Tuesday, 10 November 2009
Bunnies and Buddies
Good evening, and greetings from Aberdeen where I landed today after a long and tortuous journey. My drive was marred by thick fog, thick truckers and most bizarrely, huge numbers of bunnies bouncing about. I would have thought that come the cold weather they would go to ground but on the verges of the A90 tonight they were plentiful. I've only hit one bunny in my time, which given the amount of time I spend on the road is quite remarkable. To be fair, it was the most stupid bunny ever to grace the earth.
I was on my way home from an outcall late at night when I spied said bunny by the side of the road. It appeared to have noticed my car approaching and so began hopping towards the ditch and away from my car. Having slowed down, I was relieved and so went back on the accelerator. Without warning, it turned around and hopped at great speed back towards my car and under my wheel. To say I was gutted was an understatement. I braked hard and thought for a moment about what I would do if it wasn't truly dead. Having decided I couldn't bear to see it suffer I decided that I would have to reverse over it. With a heavy heart I looked in my rear view mirror and there bathed in the red light of my brakes was a VERY squashed bunny. It resembled a scene of carnage with the red light for added effect. It was as dead as dead gets but that didn't make me feel any better. :(
Aside from that, my recent post about the buddy system got me thinking about the newbies I have encountered over the years. I guess one of the first was my babysitter in my former home town. I knew it was about to become common knowledge that I was an escort so I sat her down one night.
"I have something to tell you. You know that program that we both love, 'Confessions of a Call Girl' ? Well, that's what I do, I'm an escort."
"Heh, I knew that."
"What ? Why didn't you say ?"
"Well, there was still 5% of me that thought I could be wrong, but when half of your bookshelf consists of memoirs of an escort I had an idea. What did it for me is the night you came home and paid me in English twenties which smelt of 'Kouros'."
Hmmm, I suppose that will do it all right.

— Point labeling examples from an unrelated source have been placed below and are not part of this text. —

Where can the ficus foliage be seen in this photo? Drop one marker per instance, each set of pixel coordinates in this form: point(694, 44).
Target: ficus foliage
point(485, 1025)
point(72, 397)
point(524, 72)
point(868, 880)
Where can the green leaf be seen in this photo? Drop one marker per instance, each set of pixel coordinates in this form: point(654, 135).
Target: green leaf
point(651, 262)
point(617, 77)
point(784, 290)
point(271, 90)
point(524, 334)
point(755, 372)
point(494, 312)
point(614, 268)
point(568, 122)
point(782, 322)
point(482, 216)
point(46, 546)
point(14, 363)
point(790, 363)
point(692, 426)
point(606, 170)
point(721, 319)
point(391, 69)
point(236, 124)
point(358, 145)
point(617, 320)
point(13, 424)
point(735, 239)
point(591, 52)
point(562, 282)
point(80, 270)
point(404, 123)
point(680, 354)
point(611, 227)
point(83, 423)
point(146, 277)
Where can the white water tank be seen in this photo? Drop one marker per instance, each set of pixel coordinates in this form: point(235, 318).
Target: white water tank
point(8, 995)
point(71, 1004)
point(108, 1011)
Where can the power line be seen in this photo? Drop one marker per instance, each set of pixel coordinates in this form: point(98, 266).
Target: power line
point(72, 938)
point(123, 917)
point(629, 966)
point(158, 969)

With time, she decided she'd like to become an escort too, and I was in a blind panic. I'm good friends with her mother too and really didn't want to be held responsible if anything went mammaries skywards. In the end the decision was taken out of my hands. One Sunday morning after I limped home from an overnight booking, she declared loudly "Right, I've decided. Escorting is definitely for me, but I have to fancy them mind." After I got it through to her that you cannot pick and choose your clients based on looks, the subject was dropped. Phew.
Perhaps I should have shared with her my recent encounter in Dundee. I met a man who was utterly charming and had booked for an hour. Round one was absolutely fine and went as you would expect. For Round Two, he asked if he could come on my assets contained within my La Senza bra. But then came the clincher ; " Can you lick my balls whilst I make myself come ?"
I was still wondering how I was going to make that happen, ( maybe me lying on my side ? ) when he launched himself upon me in reverse, so that one buttock fitted neatly into each eye socket. I was temporarily shocked and also asphyxiated, but that didn't seem to deter him. When he finally reached his golden goal and got off me I was temporarily blinded and was seeing white spots.
"Babes that was amazing."
No, what was amazing was that my teeth were in such close proximity to his boy bits without having made contact.
Try explaining that level of patience to a newbie. God knows I try.